On March 17 a team of astrophysicists working on the Background Imaging of the Cosmic Extragalactic Polarization (BICEP2) experiment announced the discovery of gravitational waves. These waves are, as their name suggests, ripples in space-time caused by gravity that propagates outwards from a source.
Until now, gravitational waves were considered a theoretical concept, originally predicted in 1916 by Einstein in his general theory of relativity and subsequently in the 1980s by Alan Guth and several others in the theory of inflation. The discovery has galvanized the scientific community, with many hailing it as the first direct evidence of the Big Bang—the theory that the entire universe sprung into existence by expanding outwards from an infinitesimally small point approximately 13.8 billion years ago.
The team made the discovery by meticulously pouring over data on the cosmic microwave background (residual radiation thought to be left over from the Big Bang that permeates the known universe as “background noise”) gathered from 2010-2012 by BICEP2. BICEP2 is a powerful radio telescope located at the Amundsen-Scott South Pole Station in Antarctica.
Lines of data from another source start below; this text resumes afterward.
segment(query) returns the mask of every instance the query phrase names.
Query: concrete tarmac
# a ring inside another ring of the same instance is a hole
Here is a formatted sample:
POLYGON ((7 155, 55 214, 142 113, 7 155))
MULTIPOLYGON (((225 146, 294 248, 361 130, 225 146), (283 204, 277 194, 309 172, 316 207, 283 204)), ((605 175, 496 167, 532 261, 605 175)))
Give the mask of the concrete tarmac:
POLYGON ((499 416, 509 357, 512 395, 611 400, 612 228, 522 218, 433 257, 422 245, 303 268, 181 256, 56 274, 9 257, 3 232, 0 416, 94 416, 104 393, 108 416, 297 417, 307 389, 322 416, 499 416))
The team was looking for evidence of B-mode polarization in the CMB.
Basically, as the gravitational waves caused by inflation passed through the early universe, they set charged particles into motion, which imprint a particular pattern on the CMB by polarizing it. The periodic motion of the charged particles makes the electromagnetic waves of the CMB oscillate in particular directions, the pattern of which (pictured above) looks sort of like a map of wind currents, with tiny vortexes spinning in different directions. Now that the team’s work has been published it will most certainly be heavily scrutinized by the rest of the scientific community, but the general consensus so far seems to be that the data will hold up.
In terms of scientific significance, it is difficult to overstate the impact of this discovery. This is easily one of the most exciting discoveries in astrophysics in decades. It is already being compared to the discovery of the Higgs boson by CERN in 2012, and there is talk of a Nobel Prize for the team.
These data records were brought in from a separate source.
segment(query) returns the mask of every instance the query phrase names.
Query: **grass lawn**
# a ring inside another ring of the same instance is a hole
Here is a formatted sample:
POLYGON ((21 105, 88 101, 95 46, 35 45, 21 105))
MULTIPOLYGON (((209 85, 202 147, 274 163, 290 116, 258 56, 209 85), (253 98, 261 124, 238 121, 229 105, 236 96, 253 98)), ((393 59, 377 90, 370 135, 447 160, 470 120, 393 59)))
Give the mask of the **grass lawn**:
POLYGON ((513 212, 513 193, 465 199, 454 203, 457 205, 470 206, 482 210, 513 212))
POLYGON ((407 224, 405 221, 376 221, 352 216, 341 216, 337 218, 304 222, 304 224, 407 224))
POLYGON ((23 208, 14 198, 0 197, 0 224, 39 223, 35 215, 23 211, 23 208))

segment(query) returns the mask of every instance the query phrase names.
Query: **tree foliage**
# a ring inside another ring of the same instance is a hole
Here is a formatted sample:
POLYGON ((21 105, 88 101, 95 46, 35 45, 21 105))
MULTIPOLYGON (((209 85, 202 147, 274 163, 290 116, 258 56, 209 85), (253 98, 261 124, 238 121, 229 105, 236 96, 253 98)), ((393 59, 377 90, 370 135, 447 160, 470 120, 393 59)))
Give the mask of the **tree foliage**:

Although the evidence for the Big Bang’s existence was already heavily in its favour, this provides the first tangible, direct evidence that it actually happened, and opens the door to further study of the early universe. This could tell scientists more about how matter and energy behave in conditions much hotter and denser than those found anywhere in the cosmos, helping to answer many remaining questions about the exact nature of gravity and how it interacts with the other fundamental forces of the universe.
Overall, this is a phenomenally exciting discovery, the significance and potential implications of which I can only do so much to convey in the limited space provided here; as Carl Sagan once said: “Somewhere, something incredible is waiting to be known,” and this discovery puts us one step closer to finding the answers to some of the oldest, and most significant questions in the universe.